女の子はファーストキスに思い入れが、大体ある
また唐突です。手直しはいずれ………。
「うっぎゃぁぁぁぁぁぁぁ~!!!」
月夜に私の叫び声が響き渡る。
私は現在大型犬の背中に、振り落とされない様に必死にしがみついている。
最初に大型犬の背中に乗ったまでは、良かったんだよ。憧れの犬の背中に乗って、移動できるとか、胸がワクワクして熱くなったさ。
でも、な?
考えて見てご覧なさいよ……手綱も何も無い状況で、犬が猛スピードで走るんだよ?
普通に考えも、振り落とされるやろがっ!
はい、だから落ちましたよ。まぁ、地面にグシャッとなる前に、大型犬に助けて貰ったんだけど、危うく16歳でチビる所だったわ。
そんな私は苦肉の策を用意した。私が着ていた制服をよっつに切り裂いてもらい、それを繋げて紐状にした物を、大型犬の首に巻かせてもらいました。
若干短かったけれど、しがみつくようにすれば何とか振り落とされない。
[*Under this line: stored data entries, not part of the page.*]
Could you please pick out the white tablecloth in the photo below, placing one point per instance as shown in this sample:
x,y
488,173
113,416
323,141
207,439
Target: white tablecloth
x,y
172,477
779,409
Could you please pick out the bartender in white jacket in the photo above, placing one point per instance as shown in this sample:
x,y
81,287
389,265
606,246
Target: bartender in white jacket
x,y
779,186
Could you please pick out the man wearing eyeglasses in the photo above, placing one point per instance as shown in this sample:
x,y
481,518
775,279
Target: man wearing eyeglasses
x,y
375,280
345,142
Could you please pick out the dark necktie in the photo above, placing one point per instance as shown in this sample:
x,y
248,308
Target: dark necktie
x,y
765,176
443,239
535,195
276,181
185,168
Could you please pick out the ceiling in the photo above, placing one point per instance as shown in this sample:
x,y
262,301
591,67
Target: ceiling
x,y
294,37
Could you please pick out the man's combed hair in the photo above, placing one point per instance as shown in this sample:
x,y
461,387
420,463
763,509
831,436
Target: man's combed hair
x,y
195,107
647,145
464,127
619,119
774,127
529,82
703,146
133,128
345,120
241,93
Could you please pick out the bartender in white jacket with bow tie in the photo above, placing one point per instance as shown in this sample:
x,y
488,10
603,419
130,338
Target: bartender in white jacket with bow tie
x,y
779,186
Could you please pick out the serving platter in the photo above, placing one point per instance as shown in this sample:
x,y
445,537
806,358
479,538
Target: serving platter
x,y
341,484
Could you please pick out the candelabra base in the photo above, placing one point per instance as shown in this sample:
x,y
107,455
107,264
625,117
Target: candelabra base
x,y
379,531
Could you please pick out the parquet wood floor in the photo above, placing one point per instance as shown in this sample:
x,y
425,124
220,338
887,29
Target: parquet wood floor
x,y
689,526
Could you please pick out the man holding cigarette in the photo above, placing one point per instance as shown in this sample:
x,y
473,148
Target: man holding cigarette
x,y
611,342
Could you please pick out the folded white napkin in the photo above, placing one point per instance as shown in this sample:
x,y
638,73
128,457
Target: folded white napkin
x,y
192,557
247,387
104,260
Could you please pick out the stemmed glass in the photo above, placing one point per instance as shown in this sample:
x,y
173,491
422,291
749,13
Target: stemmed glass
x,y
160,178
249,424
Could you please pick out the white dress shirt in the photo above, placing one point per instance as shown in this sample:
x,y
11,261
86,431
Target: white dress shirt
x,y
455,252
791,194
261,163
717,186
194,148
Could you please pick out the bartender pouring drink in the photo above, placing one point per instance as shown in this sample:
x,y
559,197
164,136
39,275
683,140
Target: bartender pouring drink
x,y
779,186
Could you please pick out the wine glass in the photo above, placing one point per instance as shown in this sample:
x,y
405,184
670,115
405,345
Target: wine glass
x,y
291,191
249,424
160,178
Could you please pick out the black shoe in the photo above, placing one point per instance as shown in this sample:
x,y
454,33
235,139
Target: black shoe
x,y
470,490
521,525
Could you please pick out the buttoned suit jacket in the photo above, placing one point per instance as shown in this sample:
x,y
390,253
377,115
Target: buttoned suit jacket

私って……天才?
う~ん……でも端から見たら、私は死にそうな顔をしている事でしょう。
だって……このしがみつくの、死ぬほど力が要るからね。
体力も限界に来てたし、休んだ時間は僅かだし、お腹は空いてるしで、もうグロッキーでした。
でも、絶対に誘拐犯の元に連れ返されるのはごめんだったし。
もう気力だけでしがみついてましまよ。ええ。
そして最終的に私は、しっかりと簡易紐を掴んだまま、意識を失うという荒業まで編み出してしまったのです。やはり…天才か?
***
そして、次に私の意識が戻ったのは、何と次の日のお昼近くになってからで、両手に走る痛みで目が覚めました。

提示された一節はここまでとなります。